Reflection

I have been reflecting on some words written by the great Ion Dragoumis many years ago. Observe the way he describes the political systems of Nations :

“Nations do not die because of one political system. In Greece, the politics of the Mycenaean times passed, the politics of the Hellenic times, the Byzantine, and now ours is passing. The people live and change political form. The political form is shaped, it grows, it blossoms, it declines, and it dies, and from its civilization, the character (the outline) of the Man, of the people, is shaped. The people gave birth to their political form, but that form too, once born, carved some important lines into the people.”

Today we have a tendency to associate a Nation just with its political system. We see the law code and contemporary boundaries of the State as THE defining characteristic of the Nation. Yet what does Dragoumis say? The Mycenaean, Hellenistic, Byzantine, and his contemporary times passed. Yet Hellas, the Nation, remained. Of course, Dragoumis considered (as do we) all those wars he lists as being a part of Hellenic history.

The political form is grown, is blossomed, out from a people who have already been born. But that political form has an effect on that people too. They influence one another. Every people has a political form, but that political form need not remain the same eternally. A people’s political form can change, and they still remain the same people.

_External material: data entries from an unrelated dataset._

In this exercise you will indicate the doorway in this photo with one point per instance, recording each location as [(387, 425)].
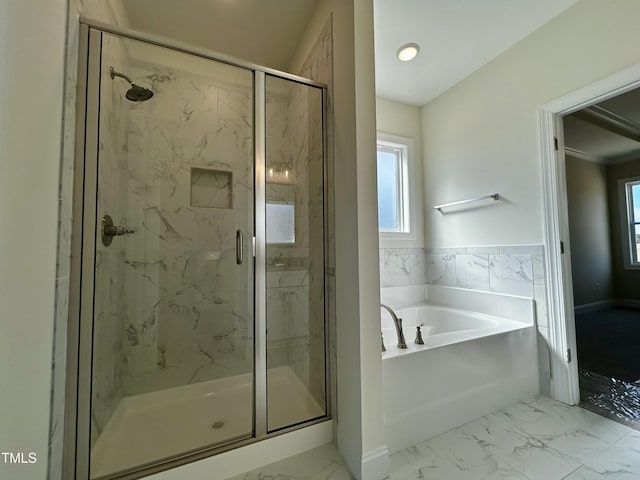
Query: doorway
[(602, 163), (565, 384)]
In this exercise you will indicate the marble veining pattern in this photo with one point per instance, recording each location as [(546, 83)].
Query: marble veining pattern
[(511, 269), (540, 439)]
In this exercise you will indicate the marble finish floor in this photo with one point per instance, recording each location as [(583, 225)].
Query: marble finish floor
[(536, 440)]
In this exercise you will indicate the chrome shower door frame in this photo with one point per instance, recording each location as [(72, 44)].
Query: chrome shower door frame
[(76, 463)]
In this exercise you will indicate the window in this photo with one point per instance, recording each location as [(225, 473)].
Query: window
[(394, 209), (632, 222)]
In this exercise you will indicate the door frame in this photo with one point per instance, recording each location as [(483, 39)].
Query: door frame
[(562, 337)]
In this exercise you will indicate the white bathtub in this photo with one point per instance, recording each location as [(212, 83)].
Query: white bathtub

“Giannopoulos told me one day in Athens : “The Hellenes are a natural phenomenon in this land, they had to be born here and if you suppose that all of us died, even now, in this very land, Hellenes would be born again.” Even if only one Hellene remained and all the others perished, and if Swedes or Irishmen or Egyptians came to inhabit Greece, its islands, and the Aegean basin, they would become Hellenes. That one living Hellene would teach them the language, and his Hellenism would be shared with them, it would pour over them, and they would slowly absorb it, just as the earth drinks water or paper absorbs ink. And yet, even the soil and the stones bring forth spirits, and once you settle in a Hellenic place, you cannot live in peace from the spirits unless you become a Hellene.”

Dragoumis speaks on how powerful our Hellenic Spirit is. It would be an error to have a “civic nationalist” reading of these lines. His point is not to say “the people don’t matter, Hellenic Civilization is all just a vague set of ‘ideas’”. What Dragoumis is saying here is that the Hellenic Spirit is so powerful and so connected to the soil and the rocks, that even if all Hellenes were to be wiped out except for one, the the spirit inside that one Hellene would be so great that he would re-Hellenize the entire land on his own!